I am replicating a R code for the Bayesian analysis but I got this error that I have tried to solve it, also reading other questions here but still it does not work. I use the same dataset and same variables (from OECD). Can anyone tell me why it does not work? My code is this:

rm(list=ls())
# Name of variables to be extracted
v.resp=c("pv1math") # Response Variable
v.treat=c("IC02Q01","IC02Q02","IC02Q03") # Treatment variable(s)
# Student Confoundings
v.student.conf=c("Age", "Gender", "isced_0", "IMMIG", "HEDRES", "WEALTH", "ESCS","FAMSTRUC","hisced","hisei","HOMEPOS", "TIMEINT")
# School Confoundings
v.school.conf=c("CLSIZE","SCMATEDU","STRATIO","SMRATIO","PublicPrivate")

## LOAD DATA
dat <- read.dta("name.dta")
## Weighted sample with weights in the w vector
w=dat$W_FSTUWT

Subset data in R

dat=dat[c(v.resp,v.treat,v.student.conf,v.school.conf)]
names(dat)[names(dat)==v.resp]="y"
w=w[complete.cases(dat)]
w=w/sum(w)
nw=function(w) w/sum(w)
dat=dat[complete.cases(dat),]
dim(dat)

When I run the line dat=dat[c(v.resp,v.treat,v.student.conf,v.school.conf)] I got the error Error in [.data.frame(dat, c(v.resp, v.treat, v.student.conf, v.school.conf)) :undefined columns selected

I have 25000 observation and 900 variables but I want to subset my data with 21 variables and the observations related to them (less than 25000 for sure). I put comma between )] but nothing, run other lines I lose all data.

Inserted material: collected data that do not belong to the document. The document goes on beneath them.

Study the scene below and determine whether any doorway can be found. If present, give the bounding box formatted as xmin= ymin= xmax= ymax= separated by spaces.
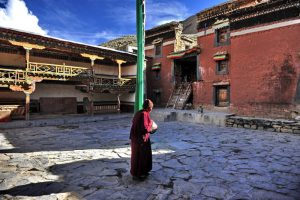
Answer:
xmin=173 ymin=56 xmax=197 ymax=106
xmin=174 ymin=56 xmax=197 ymax=84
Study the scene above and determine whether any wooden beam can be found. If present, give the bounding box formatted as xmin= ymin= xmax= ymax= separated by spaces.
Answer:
xmin=9 ymin=40 xmax=45 ymax=50
xmin=81 ymin=53 xmax=104 ymax=62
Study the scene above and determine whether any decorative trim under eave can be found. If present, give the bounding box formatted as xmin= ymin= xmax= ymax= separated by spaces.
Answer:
xmin=167 ymin=46 xmax=201 ymax=59
xmin=151 ymin=63 xmax=161 ymax=71
xmin=196 ymin=18 xmax=300 ymax=38
xmin=212 ymin=19 xmax=229 ymax=30
xmin=213 ymin=51 xmax=228 ymax=61
xmin=145 ymin=40 xmax=175 ymax=50
xmin=231 ymin=18 xmax=300 ymax=37
xmin=214 ymin=55 xmax=227 ymax=61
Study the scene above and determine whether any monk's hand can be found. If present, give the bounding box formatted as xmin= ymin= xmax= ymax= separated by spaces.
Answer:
xmin=143 ymin=133 xmax=150 ymax=142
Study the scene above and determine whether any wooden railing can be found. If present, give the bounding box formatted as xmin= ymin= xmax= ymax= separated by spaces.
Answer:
xmin=0 ymin=64 xmax=136 ymax=91
xmin=91 ymin=75 xmax=136 ymax=89
xmin=94 ymin=104 xmax=119 ymax=113
xmin=27 ymin=62 xmax=90 ymax=80
xmin=0 ymin=68 xmax=26 ymax=86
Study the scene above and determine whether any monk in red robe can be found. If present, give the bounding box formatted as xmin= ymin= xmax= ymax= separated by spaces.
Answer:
xmin=130 ymin=99 xmax=156 ymax=180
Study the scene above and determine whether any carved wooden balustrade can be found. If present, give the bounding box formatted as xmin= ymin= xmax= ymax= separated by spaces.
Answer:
xmin=0 ymin=68 xmax=27 ymax=87
xmin=0 ymin=63 xmax=136 ymax=93
xmin=90 ymin=75 xmax=136 ymax=91
xmin=27 ymin=62 xmax=90 ymax=80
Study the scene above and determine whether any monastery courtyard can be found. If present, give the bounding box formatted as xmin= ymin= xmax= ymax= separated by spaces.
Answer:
xmin=0 ymin=117 xmax=300 ymax=200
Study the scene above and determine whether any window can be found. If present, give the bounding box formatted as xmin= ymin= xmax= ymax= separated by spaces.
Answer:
xmin=154 ymin=43 xmax=162 ymax=57
xmin=216 ymin=60 xmax=228 ymax=75
xmin=215 ymin=27 xmax=230 ymax=46
xmin=154 ymin=71 xmax=160 ymax=80
xmin=214 ymin=85 xmax=230 ymax=107
xmin=151 ymin=63 xmax=161 ymax=79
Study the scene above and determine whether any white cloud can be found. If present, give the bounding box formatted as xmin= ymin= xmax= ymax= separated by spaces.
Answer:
xmin=147 ymin=1 xmax=189 ymax=26
xmin=94 ymin=31 xmax=121 ymax=41
xmin=0 ymin=0 xmax=47 ymax=35
xmin=111 ymin=0 xmax=189 ymax=29
xmin=49 ymin=30 xmax=122 ymax=45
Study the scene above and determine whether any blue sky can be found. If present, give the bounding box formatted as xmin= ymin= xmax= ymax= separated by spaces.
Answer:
xmin=0 ymin=0 xmax=227 ymax=45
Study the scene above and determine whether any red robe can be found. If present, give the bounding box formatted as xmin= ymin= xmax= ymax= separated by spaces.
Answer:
xmin=130 ymin=109 xmax=152 ymax=177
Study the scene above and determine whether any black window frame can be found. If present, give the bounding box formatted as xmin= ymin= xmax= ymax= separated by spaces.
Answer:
xmin=216 ymin=60 xmax=229 ymax=75
xmin=153 ymin=70 xmax=161 ymax=80
xmin=214 ymin=26 xmax=230 ymax=46
xmin=213 ymin=85 xmax=230 ymax=107
xmin=154 ymin=43 xmax=162 ymax=57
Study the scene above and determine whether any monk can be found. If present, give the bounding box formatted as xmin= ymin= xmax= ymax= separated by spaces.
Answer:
xmin=130 ymin=99 xmax=157 ymax=180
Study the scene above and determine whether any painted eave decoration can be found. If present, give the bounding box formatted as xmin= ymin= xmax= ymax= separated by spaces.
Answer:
xmin=167 ymin=46 xmax=201 ymax=59
xmin=151 ymin=63 xmax=161 ymax=71
xmin=213 ymin=51 xmax=228 ymax=61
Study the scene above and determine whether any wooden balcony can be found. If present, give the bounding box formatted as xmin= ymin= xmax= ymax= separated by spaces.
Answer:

I also run this code from "Quick-R website" but again the same error message

# select variables v1, v2, v3
myvars <- c("v1", "v2", "v3")
newdata <- mydata[myvars] 

I would like to understand why it does not work. I am copying and pasting these codes from a paper that used them for the same dataset. Thank you.

1
Could you run any(c(v.resp,v.treat,v.student.conf,v.school.conf) %in% names(dat))? If it returns FALSE then the column names do not exist in the dataframe. Perhaps the read.dta simply does not transfer the column names correctly - Vandenman
Thank you! I tried and I have no that error message, the observations are less than before but I have still 900 variables when I should have 21 (those I want to keep) - sicecon

1 Answers

0
votes

The message stated: undefined columns selected. That is just what is the situation here: you only selected the rows you wanted, but forgot to tell which columns. When you use [ ] for subsetting, you must specify the rows and the columns. So, you need a comma to separate the info for the rows and for the columns. Since you have no selection on rows, you don't need to specify anything after the comma. But the comma is needed. The adjusted code:

dat=dat[c(v.resp,v.treat,v.student.conf,v.school.conf),]

The only difference is the comma before the closing ]